Even more disturbing, it took three prosecutors looking at the case before someone found it worth pressing charges over. It’s likely that if the bodycam footage had never been leaked, Arbury’s family would never have received so much as an approximation of justice.
What are the consequences?
The thing is, when the justice system isn’t doing what it’s supposed to do, then we amend it. When the constitution did not give women the right to vote, we amended it. We are supposed to be advocates, to speak for those who do not have a voice. Not take it into our own hands.
But if Kyle Rittenhouse and Arbery’s killers are acquitted, what kind of precedent does that set for future crimes of this nature? Should private citizens be allowed to take justice into their own hands?

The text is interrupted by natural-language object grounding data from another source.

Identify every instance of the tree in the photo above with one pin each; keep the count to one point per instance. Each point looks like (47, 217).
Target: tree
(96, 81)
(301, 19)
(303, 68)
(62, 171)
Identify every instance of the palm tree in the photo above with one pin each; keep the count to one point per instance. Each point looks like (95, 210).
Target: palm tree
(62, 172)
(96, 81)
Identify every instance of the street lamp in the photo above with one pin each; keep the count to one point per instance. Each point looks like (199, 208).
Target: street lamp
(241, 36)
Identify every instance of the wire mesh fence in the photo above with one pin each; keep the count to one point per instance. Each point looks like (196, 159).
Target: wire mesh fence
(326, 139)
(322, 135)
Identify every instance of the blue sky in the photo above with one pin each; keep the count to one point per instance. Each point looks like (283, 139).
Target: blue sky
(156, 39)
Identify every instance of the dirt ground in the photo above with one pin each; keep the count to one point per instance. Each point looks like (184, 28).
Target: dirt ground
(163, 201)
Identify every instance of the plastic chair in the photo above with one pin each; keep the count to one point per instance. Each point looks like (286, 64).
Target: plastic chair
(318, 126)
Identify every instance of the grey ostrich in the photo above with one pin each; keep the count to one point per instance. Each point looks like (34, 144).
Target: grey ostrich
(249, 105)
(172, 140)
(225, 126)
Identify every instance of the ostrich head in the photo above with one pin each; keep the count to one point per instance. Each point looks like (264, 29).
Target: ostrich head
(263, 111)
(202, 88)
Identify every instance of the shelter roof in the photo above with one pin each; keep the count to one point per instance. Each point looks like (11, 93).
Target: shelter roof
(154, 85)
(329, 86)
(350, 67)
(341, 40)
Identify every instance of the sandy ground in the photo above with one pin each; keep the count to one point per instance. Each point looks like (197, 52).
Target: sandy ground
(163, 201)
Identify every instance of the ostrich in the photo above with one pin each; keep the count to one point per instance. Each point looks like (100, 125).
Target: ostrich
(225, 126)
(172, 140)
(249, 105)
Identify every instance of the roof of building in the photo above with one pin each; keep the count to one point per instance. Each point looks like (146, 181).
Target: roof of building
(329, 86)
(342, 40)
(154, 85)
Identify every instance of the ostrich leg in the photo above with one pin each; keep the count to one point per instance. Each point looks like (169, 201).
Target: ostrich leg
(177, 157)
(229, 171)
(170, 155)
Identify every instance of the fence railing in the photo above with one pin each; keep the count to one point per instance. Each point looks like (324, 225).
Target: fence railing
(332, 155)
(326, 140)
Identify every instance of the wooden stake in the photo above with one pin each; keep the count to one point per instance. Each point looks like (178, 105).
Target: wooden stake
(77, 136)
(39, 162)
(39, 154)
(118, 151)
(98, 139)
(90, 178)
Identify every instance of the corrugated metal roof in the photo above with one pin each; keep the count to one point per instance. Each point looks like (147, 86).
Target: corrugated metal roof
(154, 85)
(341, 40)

What if we take this same thought process and apply it in a different light.
What if a blue state passes a law that bans all firearms within state lines? Should private citizens take guns away from their neighbors and report them if they know their neighbor to be in possession of one?
This conversation has also come up when talking about the Texas Abortion bill. What role should citizens have in carrying out the law? But that’s just it: the role of the citizen is on a jury in a courtroom, not part of a militia or being the neighborhood snitch.
There have been plenty of times that I have disagreed with decisions that the court has made. The easiest one that comes to mind was the sentencing of Brock Turner. The punishment did not fit the weight and seriousness of his crime.
But I can not control that, and the answer isn’t for me to murder him. Instead, I will raise my brothers to be respectful of women; I am going to teach them no means no.
Instead, I am going to hold others accountable when I hear them perpetuating rape culture. I am going to try and use my platform as a way to advocate for others. When I see cases like these, I will talk about and bring awareness to the best I can.
But causing more violence isn’t the solution, and it scares me to think that as a society, we are turning away from reform and instead encouraging each other to do as we see fit.
And as we await their verdict on these high-level court cases, I hope we see reform made to protect citizens from each other. I hope we see communities come out stronger, having held one another accountable for their actions.
Sometimes, change is messy, but change shouldn’t have to be at the expense of human life. If cars burn, if buildings are broken, that sucks. But buildings can be rebuilt and vehicles replaced. People can not be.
Kyle has a damn good case for self-defense. He has training with police departments, first aid training and his dad lives in Kenosha. But DA James Kraus said, “It is not up for Mr. Rittenhouse to be the judge, the jury and eventually the executioner.”
But that is what happened.
In terms of the McMichaels and William Bryan, I have no words to describe their crime other than cold-blooded murder.
Regardless of the outcomes of their cases, they will be influential when we think of gun laws, self-defense laws and racial justice.